6. Resource – Dermnet Newsletter
I am sure most of us are aware of the Dermnet dermatology website launched in 1996 by Hamilton dermatologists Dr Amanda Oakley, Dr Mark Duffill and Dr Marius Rademaker and now described as the world’s leading free dermatology resource. It is worth considering subscribing to the Dermnet newsletter which summarises content updates and new cases and provides links to professional education resources such as the Dermnet Lecture Series available on Youtube. This series is designed to cover the core medical undergraduate dermatology curriculum and is a great ‘refresher’ resource for practicing GPs.
7. Bits and pieces
(i) Updated guidelines for the prevention of legionellosis in NZ were published this month. Common sources of infection include exposure to the bacteria via compost and also spa pools, so it is worth asking about both of these potential sources when reviewing patients with possible atypical lower respiratory tract infections.
(ii) Pharmac has announced that varenicline (Champix) is available again from 1 April 2025. People will need to meet the funding criteria to access funded Champix, one of which is that the person is part of, or is about to enrol in, a comprehensive support and counselling smoking cessation programme, which includes prescriber or nurse monitoring. Champix is a three-month course. There is a starter pack, followed by two repeats of Champix 1 mg (56-tablet pack).
(iii) Just a reminder that there is WINZ funding available for dental treatment for eligible clients of up to $1000 per 52-week period. The grant does not have to be paid back eligibility depends on income and asset assessment (details on the WINZ website). The grant covers immediate and essential treatment, which can include extractions, fillings for tooth restoration (not for cosmetic or for non-oral health issues), treatment of infection, and root canal treatment (except molars). It does not include regular dental check-ups, cosmetic treatment, scale and polish, and teeth cleaning (unless this treatment is required because of gum infection), cast restorations, orthodontic treatment, molar root canal treatment or dentures. The client’s dentist needs to complete a Dental Treatment information form.
(iv) The Otago Medical School Hauora Māori curriculum contains a te reo glossary intended to alert students and staff to words that are commonly used (as reflected in the glossary levels) within the health environment in Aotearoa New Zealand. The glossary is aligned with the Aki Hauora App that is available on both android and apple devices. This is a game based app to facilitate familiarity with the glossary.
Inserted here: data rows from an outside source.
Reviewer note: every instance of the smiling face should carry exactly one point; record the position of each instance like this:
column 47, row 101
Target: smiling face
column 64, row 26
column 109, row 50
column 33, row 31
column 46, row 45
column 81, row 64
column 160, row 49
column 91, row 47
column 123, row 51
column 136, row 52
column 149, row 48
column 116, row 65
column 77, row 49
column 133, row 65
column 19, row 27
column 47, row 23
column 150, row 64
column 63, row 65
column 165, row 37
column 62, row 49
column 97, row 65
(v) Tools for Practice #386 examined the question ‘does reducing sodium intake or substituting table salt with sodium-potassium alternatives improve cardiovascular outcomes?’ The bottom line was that based on one large randomized, controlled trial in patients with hypertension/previous stroke with above average daily salt intake (eg 4.8 g/day), replacing table salt with a salt substitute may decrease mortality (from ~4.5% to ~4%) and stroke (from ~3.5% to 3%) per year. Whether reducing sodium by other means reduces mortality or cardiovascular events is unknown. The article notes that many guidelines recommend specific sodium reduction (example: <2g/day) but there is no reliable way for patients to estimate sodium consumption. According to our last national nutrition survey, adults in Aotearoa New Zealand eat on average about 8.5 g of salt a day (3.4g sodium/day).